I also prepared a separate small list of partition pruning bugs:
  • Bug #83248 - "Partition pruning is not working with LEFT JOIN". I've reported it back in 2016 and it is still not fixed. There are reasons to think it is not so easy.
  • Bug #75085 - "Partition pruning on key partitioning with ENUM". It was reported by  Daniël van Eeden back in 2014!
  • Bug #77318 - "Selects waiting on MDL when altering partitioned table". One of the worst expectations DBA may have is that partitioned tables help to workaround "global" MDL locks because of partition pruning! This is not the case.
Does this story have any moral? I think so, and for me it's the following:
  1. Partitioning bugs do not get proper attention from Oracle engineers. We see bugs with wrong status and even a bug with a clear test case and a duplicate that is "Open" for 4 years. Some typical use cases are affected badly, and still no fixes (even though since 5.7 we have native partitioning in InnoDB and changing implementation gave good chance to review and either fix or re-check these bugs).

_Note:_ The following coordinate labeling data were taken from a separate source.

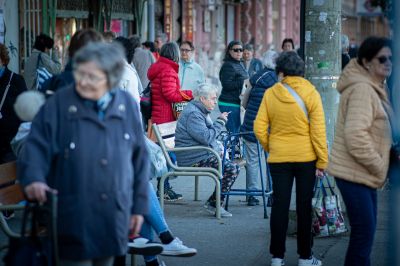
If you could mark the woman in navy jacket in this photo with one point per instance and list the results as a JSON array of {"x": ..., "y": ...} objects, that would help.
[
  {"x": 232, "y": 76},
  {"x": 87, "y": 145}
]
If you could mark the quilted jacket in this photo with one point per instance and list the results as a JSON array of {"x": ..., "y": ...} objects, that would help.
[{"x": 165, "y": 90}]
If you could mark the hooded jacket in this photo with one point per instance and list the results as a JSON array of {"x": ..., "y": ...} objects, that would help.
[
  {"x": 232, "y": 76},
  {"x": 195, "y": 128},
  {"x": 260, "y": 82},
  {"x": 360, "y": 151},
  {"x": 283, "y": 129},
  {"x": 191, "y": 75},
  {"x": 165, "y": 90}
]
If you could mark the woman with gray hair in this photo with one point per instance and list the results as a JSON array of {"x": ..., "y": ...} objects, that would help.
[
  {"x": 195, "y": 128},
  {"x": 290, "y": 125},
  {"x": 86, "y": 145},
  {"x": 260, "y": 82},
  {"x": 166, "y": 90}
]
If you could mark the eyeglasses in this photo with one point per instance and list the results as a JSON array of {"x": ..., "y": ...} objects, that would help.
[
  {"x": 90, "y": 78},
  {"x": 382, "y": 59}
]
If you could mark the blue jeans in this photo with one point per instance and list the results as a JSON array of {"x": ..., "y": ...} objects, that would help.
[
  {"x": 154, "y": 220},
  {"x": 252, "y": 167},
  {"x": 361, "y": 205},
  {"x": 233, "y": 124}
]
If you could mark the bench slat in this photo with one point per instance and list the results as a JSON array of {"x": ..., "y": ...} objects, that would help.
[
  {"x": 8, "y": 172},
  {"x": 10, "y": 192}
]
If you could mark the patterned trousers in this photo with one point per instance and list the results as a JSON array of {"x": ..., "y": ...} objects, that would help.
[{"x": 229, "y": 175}]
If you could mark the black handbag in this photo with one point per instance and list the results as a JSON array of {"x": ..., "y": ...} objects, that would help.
[{"x": 38, "y": 245}]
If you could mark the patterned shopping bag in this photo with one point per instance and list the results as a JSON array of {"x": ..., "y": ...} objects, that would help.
[{"x": 327, "y": 213}]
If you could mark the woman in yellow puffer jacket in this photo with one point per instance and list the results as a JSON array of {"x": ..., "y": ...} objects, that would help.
[{"x": 290, "y": 125}]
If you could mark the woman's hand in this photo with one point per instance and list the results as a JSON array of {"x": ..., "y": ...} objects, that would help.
[
  {"x": 37, "y": 191},
  {"x": 136, "y": 223},
  {"x": 224, "y": 116},
  {"x": 320, "y": 173}
]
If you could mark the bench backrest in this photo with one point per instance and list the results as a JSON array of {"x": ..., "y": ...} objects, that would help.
[{"x": 10, "y": 190}]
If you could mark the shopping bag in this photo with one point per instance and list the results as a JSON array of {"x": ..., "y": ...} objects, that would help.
[
  {"x": 328, "y": 218},
  {"x": 319, "y": 223},
  {"x": 37, "y": 245},
  {"x": 178, "y": 107},
  {"x": 158, "y": 164}
]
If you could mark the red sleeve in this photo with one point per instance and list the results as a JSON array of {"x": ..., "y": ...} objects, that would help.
[{"x": 170, "y": 88}]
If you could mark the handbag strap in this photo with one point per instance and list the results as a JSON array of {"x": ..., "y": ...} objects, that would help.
[
  {"x": 6, "y": 91},
  {"x": 39, "y": 59},
  {"x": 298, "y": 99},
  {"x": 319, "y": 186},
  {"x": 329, "y": 186}
]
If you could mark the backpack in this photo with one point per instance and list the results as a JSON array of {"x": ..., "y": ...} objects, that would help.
[
  {"x": 145, "y": 102},
  {"x": 42, "y": 74}
]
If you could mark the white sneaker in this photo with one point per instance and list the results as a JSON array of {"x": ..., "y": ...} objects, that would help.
[
  {"x": 277, "y": 262},
  {"x": 142, "y": 246},
  {"x": 225, "y": 213},
  {"x": 213, "y": 210},
  {"x": 177, "y": 248},
  {"x": 312, "y": 261}
]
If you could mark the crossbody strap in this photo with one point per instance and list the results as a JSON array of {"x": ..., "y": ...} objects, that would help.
[
  {"x": 298, "y": 99},
  {"x": 6, "y": 91}
]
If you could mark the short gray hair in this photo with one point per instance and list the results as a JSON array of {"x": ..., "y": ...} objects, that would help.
[
  {"x": 170, "y": 50},
  {"x": 108, "y": 57},
  {"x": 204, "y": 90},
  {"x": 269, "y": 59}
]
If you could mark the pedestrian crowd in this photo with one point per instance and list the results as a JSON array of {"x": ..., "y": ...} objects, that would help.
[{"x": 78, "y": 132}]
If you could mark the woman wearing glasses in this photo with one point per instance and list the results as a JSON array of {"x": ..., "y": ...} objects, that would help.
[
  {"x": 86, "y": 144},
  {"x": 232, "y": 76},
  {"x": 191, "y": 75},
  {"x": 360, "y": 152}
]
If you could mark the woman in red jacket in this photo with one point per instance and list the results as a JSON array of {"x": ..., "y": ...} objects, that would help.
[{"x": 166, "y": 90}]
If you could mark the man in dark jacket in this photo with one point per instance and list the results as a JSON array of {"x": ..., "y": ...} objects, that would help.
[
  {"x": 260, "y": 82},
  {"x": 11, "y": 85}
]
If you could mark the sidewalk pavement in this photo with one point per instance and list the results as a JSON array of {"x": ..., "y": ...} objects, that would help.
[{"x": 242, "y": 240}]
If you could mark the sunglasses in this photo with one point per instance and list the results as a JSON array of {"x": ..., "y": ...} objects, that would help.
[
  {"x": 382, "y": 59},
  {"x": 237, "y": 50}
]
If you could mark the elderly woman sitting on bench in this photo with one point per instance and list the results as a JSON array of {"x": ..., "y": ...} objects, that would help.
[{"x": 195, "y": 128}]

  2. MySQL DBAs should expect all kinds of surprises when running usual DDL statements (ALTER TABLE to add column even) with partitioned tables. In the best case DDL is just unexpectedly slow for them.
  3. Partition pruning may not work they way one expects.
  4. We miss parallel processing for partitioned tables. They should allow to speed up queries and DDL, not to slow them down instead...
  5. One can suspect that there is no careful internal testing performed on integration of partitioning with other features, or even basic partition maintenance operations.